Volume 1, Issue 4 (Originally Published 19 March 2012)
In the 20 years since she began her law degree, Paula O’Brien has been an editor of MULR (at the same time as Andrew Mitchell and Catherine Button), worked for one of Australia’s largest firms (Minter Ellison) progressed to PILCH (Public Interest Law Clearing House), became a senior lecturer at MLS, and completed a Masters degree at Cambridge.
Law as a Lifelong Career and the Ability to Remain Driven
Paula is adamant that law is a lifelong career. What does this mean? That the first job you get out of law school will almost certainly not be your last, and the area of law you start in is probably not the only one you’re going to engage in professionally.
But how does one get a sense of direction with so many options out there? Paula uses a number of techniques that encourage success.
Most importantly, “do what you’re passionate about.”

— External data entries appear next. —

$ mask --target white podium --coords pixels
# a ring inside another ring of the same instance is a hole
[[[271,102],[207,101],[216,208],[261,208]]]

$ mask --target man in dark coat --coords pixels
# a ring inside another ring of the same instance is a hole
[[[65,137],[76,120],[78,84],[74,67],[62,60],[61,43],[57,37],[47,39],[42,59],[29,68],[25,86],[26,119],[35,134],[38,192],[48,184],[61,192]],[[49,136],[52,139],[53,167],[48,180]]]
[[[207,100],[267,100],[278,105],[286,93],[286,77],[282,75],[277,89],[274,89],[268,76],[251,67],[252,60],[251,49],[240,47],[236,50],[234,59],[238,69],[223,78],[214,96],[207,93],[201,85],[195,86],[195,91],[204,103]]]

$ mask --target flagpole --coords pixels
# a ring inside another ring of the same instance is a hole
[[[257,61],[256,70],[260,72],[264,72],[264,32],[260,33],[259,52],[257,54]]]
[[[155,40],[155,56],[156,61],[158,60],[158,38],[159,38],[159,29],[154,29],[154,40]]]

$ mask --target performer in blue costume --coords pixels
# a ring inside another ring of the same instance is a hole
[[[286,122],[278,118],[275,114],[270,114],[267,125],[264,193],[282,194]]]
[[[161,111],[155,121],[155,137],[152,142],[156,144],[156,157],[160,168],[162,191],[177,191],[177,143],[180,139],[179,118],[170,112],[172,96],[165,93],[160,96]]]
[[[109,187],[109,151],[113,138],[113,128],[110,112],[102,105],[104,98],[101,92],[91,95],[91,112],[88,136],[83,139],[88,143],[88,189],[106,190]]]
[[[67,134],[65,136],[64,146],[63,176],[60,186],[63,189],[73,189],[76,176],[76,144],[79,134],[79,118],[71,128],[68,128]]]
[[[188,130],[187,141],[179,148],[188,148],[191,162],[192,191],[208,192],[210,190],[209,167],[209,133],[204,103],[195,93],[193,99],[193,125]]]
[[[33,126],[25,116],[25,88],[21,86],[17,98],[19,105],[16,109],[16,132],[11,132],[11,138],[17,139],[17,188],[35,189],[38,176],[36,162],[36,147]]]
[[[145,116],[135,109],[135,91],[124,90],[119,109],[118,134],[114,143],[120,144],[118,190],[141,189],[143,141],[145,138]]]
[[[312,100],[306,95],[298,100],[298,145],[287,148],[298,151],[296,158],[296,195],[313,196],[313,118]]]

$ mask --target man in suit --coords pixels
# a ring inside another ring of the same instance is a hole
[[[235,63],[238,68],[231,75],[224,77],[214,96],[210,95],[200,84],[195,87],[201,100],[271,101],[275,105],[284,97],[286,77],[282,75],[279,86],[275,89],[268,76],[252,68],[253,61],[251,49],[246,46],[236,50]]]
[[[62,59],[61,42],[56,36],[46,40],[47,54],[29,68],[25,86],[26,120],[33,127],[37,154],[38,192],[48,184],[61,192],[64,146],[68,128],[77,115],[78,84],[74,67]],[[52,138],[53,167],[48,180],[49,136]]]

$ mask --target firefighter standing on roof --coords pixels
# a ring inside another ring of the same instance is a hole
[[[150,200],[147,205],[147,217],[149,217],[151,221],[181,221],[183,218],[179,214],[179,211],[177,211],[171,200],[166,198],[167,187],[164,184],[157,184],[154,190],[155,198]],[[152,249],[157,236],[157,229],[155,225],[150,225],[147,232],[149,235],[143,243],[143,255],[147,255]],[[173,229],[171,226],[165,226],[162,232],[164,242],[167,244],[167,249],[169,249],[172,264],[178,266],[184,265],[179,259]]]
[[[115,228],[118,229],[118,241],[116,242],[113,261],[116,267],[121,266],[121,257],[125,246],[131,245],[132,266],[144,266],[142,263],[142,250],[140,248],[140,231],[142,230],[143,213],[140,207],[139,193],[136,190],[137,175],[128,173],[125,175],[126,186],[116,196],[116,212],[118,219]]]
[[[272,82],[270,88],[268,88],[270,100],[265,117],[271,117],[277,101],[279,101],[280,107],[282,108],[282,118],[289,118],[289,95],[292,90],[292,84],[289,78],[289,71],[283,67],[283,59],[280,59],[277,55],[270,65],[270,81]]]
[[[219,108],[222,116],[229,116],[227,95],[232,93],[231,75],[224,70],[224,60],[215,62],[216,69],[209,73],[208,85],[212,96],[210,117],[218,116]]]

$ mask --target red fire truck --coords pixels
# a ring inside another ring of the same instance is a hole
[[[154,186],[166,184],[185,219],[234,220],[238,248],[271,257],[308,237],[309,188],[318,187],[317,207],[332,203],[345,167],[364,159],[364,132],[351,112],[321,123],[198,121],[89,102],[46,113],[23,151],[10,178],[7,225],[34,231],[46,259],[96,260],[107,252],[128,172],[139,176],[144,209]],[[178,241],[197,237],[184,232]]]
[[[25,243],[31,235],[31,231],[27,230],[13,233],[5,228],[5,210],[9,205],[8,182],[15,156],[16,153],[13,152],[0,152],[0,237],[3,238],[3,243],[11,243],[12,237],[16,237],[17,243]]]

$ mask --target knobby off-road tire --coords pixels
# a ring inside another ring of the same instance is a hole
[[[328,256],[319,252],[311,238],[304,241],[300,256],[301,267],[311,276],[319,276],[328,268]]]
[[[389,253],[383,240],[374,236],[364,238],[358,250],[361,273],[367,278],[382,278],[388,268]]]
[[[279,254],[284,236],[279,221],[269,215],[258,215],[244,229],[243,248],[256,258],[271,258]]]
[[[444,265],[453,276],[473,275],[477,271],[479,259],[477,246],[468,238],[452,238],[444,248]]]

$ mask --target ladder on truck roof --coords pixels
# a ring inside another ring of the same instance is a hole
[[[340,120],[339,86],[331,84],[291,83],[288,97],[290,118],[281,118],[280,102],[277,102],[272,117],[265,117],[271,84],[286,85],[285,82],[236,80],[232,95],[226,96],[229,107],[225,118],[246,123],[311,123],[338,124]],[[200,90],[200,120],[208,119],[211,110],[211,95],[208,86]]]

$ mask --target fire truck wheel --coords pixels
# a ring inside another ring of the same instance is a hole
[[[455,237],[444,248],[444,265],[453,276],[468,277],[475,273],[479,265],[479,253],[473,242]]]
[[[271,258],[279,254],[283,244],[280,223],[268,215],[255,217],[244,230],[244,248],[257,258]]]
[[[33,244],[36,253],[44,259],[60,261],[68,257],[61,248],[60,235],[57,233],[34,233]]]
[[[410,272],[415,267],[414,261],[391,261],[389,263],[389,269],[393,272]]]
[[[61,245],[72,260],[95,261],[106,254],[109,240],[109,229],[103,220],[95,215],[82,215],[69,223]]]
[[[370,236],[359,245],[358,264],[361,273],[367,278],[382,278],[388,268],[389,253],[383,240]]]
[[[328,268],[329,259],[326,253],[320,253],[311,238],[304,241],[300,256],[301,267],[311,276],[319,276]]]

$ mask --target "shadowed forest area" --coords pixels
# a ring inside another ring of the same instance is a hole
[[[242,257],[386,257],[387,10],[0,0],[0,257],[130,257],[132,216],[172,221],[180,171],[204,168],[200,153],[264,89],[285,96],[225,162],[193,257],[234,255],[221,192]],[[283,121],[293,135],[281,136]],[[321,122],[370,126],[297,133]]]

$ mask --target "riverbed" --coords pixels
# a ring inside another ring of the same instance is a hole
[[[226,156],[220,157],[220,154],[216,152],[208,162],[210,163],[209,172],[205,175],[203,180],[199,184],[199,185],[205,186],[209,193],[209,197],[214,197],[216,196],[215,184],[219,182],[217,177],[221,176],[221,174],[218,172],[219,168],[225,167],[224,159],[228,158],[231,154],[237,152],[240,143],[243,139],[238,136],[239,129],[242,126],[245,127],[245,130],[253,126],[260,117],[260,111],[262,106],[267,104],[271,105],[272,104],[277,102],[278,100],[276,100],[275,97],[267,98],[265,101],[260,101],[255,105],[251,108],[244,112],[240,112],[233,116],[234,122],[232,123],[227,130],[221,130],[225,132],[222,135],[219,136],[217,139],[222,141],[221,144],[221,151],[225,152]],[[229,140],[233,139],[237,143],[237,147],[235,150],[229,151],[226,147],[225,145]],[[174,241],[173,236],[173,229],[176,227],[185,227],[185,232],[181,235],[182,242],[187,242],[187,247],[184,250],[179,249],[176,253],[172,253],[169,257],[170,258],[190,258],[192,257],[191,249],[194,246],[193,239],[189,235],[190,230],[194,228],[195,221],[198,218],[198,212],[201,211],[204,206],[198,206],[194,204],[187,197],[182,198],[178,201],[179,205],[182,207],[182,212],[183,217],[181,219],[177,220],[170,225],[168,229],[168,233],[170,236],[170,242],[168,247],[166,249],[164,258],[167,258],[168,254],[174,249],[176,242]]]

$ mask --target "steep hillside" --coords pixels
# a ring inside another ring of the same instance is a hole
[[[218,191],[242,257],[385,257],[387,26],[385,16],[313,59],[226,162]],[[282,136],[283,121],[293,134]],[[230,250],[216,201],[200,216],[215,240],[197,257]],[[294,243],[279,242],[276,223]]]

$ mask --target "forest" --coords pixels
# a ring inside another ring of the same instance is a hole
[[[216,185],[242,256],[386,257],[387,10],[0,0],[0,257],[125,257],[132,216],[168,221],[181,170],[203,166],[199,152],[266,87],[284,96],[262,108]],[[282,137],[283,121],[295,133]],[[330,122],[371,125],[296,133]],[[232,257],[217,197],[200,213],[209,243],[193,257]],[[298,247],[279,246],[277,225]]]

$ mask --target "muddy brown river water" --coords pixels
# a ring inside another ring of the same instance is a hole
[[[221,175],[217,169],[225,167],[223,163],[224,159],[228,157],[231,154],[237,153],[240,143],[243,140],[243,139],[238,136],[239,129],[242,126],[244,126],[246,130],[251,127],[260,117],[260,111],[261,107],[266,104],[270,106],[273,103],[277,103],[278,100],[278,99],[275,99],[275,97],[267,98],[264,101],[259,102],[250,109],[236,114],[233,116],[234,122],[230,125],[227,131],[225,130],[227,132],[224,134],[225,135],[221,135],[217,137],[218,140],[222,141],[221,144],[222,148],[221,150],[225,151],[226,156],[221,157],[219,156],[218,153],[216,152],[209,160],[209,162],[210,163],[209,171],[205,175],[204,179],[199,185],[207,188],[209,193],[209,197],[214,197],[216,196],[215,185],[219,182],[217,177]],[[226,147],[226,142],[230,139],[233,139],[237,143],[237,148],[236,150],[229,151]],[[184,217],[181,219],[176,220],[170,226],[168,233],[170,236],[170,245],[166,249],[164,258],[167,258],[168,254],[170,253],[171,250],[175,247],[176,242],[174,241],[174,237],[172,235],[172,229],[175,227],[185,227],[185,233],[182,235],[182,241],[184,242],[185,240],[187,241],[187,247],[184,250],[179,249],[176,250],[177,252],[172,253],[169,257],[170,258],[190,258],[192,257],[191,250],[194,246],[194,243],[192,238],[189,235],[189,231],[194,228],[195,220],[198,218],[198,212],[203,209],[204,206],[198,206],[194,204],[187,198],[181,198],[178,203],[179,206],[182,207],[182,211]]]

How does one identify their passions? The most significant tool is self-reflection. “Set time aside to think about yourself. These are deep personal questions, they are not going to be answered in one go. Write down your thoughts so you can reflect back on them. Talk to people you know and who know you, and even people who don’t know you about career options.” There’s no magic answer, and it won’t happen quickly. You need to be active in identifying your passions and following them.
Secondly, set goals and make resolutions. Paula uses short term and long term goals to identify what she wants to achieve. “But don’t just write them down and forget about them. Go back to them every few months.” Check to see if you’re sticking to the goals, or if they need to be adjusted.
One of the things Paula highlighted that can be challenging about working with lawyers is that “lawyers often think they bring the most to the table, which can block out other valuable perspectives”. In her time at PILCH, Paula saw this in action.
Paula is now working on two research projects. The first is her PhD, looking at the legal regulation of alcohol in Australia and its link as a risk factor for health. Her second project highlights her respect for interdisciplinary learning. This research is being done in conjunction with a number of faculties, including Political Science, Development, and Health, which focuses on issues associated with temporary migrant workers.
Did you know?
Paula was taught by some of the instructors that you may have had... Namely, Maureen Teehan and Lisa Sarmas.
Other worldly advice
Stress handling techniques: “Physical activity. I ride my bike to work. I also play netball and do pilates.”
Best advice ever received: “The need to have confidence in yourself. Believe that you can fulfill your goals, and avoid self-doubt. If you notice that you’re slipping into the mentality of self-doubt, actively engage in self- affirming conduct.”